Steve was quiet.
Mrs. Porter returned to Kirk.
Of all her burning words, Kirk had not heard one. His eyes had never
left Ruth's. Like her, he was trying to read a message from a face that
seemed only cold. In this crisis of their two lives he had no thought
for anybody but her. He had a sense of great issues, of being on the
verge of the tremendous; but his brain felt numbed and heavy. He could
not think. He could see nothing except her eyes.
His inattention seemed to communicate itself to Mrs. Porter. She rapped
imperatively upon the table for the third time. The report galvanized
Steve, as, earlier in the day, a similar report had galvanized Mr.
Penway; but Kirk did not move.
'Mr. Winfield!'
Still Kirk made no sign that he had heard her. It was discouraging, but
Lora Delane Porter was not made of the stuff that yields readily to
discouragement. She resumed:
'As for this wretched girl', she indicated the silent Mamie with a wave
of her hand, 'this abandoned creature whom you have led astray, this
shameless partner of your......'
'Say!'
The exclamation came from Steve, and it stopped Mrs. Porter like a
bullet. To her this interruption from one whom she had fallen upon and
wiped out resembled a voice from the tomb. She was not accustomed to
having her victims rise up and cut sharply, even peremptorily, into the
flow of her speech. Macbeth, confronted by the ghost of Banquo, may
have been a little more taken aback, but not much.

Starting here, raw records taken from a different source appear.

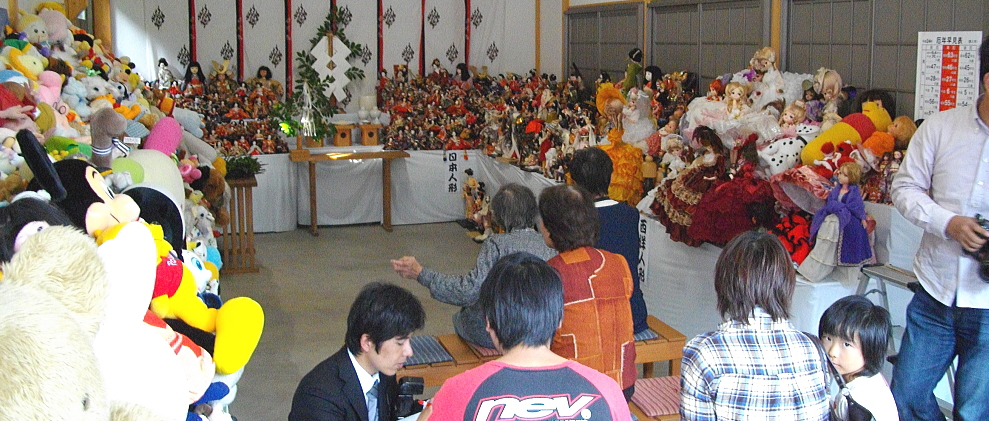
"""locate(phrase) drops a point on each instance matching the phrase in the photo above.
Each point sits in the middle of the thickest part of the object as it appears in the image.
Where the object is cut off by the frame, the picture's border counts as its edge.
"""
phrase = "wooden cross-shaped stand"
(300, 154)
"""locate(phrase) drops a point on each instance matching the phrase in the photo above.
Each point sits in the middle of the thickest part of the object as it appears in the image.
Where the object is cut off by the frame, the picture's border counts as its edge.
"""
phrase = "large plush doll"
(838, 229)
(626, 178)
(857, 128)
(76, 187)
(52, 301)
(677, 199)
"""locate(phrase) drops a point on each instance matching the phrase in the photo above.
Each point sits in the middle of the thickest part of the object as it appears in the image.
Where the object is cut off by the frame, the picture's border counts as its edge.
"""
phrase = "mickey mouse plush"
(77, 188)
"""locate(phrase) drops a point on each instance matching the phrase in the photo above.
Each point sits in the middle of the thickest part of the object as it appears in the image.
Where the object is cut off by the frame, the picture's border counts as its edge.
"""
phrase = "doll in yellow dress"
(626, 179)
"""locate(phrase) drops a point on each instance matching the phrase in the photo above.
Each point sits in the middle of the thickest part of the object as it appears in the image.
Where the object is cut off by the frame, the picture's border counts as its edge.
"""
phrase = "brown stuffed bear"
(51, 303)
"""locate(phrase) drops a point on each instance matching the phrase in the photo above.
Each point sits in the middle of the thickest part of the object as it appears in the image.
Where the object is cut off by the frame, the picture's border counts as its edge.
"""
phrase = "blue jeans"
(935, 334)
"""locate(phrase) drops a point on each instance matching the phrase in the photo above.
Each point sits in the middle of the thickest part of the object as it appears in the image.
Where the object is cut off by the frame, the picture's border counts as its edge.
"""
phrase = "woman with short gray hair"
(515, 210)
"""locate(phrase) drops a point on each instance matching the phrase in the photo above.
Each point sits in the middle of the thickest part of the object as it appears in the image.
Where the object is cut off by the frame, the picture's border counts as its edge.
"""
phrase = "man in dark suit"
(361, 375)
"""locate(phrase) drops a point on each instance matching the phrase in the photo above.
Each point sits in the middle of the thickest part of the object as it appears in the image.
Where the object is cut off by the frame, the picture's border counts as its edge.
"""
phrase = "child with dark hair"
(854, 332)
(522, 301)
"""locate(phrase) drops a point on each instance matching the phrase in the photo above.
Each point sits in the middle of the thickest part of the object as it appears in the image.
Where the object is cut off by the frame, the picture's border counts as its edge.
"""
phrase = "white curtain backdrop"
(147, 31)
(264, 40)
(445, 40)
(307, 16)
(216, 33)
(401, 37)
(362, 29)
(503, 36)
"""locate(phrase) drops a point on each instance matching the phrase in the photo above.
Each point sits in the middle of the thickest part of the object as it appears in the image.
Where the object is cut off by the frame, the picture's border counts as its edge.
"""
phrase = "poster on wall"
(216, 34)
(947, 71)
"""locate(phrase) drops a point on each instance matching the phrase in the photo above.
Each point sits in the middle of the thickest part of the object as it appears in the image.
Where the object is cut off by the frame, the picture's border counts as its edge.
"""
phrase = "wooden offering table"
(301, 154)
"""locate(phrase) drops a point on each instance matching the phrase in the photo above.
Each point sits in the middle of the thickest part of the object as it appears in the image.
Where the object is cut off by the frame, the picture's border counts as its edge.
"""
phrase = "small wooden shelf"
(238, 235)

She endeavoured to quell Steve with a glance, but it was instantly
apparent that he was immune for the time being to quelling glances. His
brown eyes were fixed upon her in a cold stare which she found
arresting and charged with menace. His chin protruded and his upper lip
was entirely concealed behind its fellow in a most uncomfortable
manner.
She had never had the privilege of seeing Steve in the active exercise
of his late profession, or she would have recognized the look. It was
the one which proclaims the state of mind commonly known as 'being
fighting mad,' and in other days had usually heralded a knock-out for
some too persistent opponent.
'Say, ma'am, you want to cut that out. That line of talk don't go.'
Great is the magic of love that can restore a man in an instant of time
from being an obsequious wreck to a thing of fire and resolution. A
moment before Steve's only immediate object in life had been to stay
quiet and keep out of the way as much as possible. He had never been a
man of ready speech in the presence of an angry woman; words
intimidated him as blows never did, especially the whirl of words which
were at Lora Delane Porter's command in moments of emotion.
But this sudden onslaught upon Mamie, innocent Mamie who had done
nothing to anybody, scattered his embarrassment and filled him with
much the same spirit which sent bantam-weight knights up against
heavy-weight dragons in the Middle Ages. He felt inspired.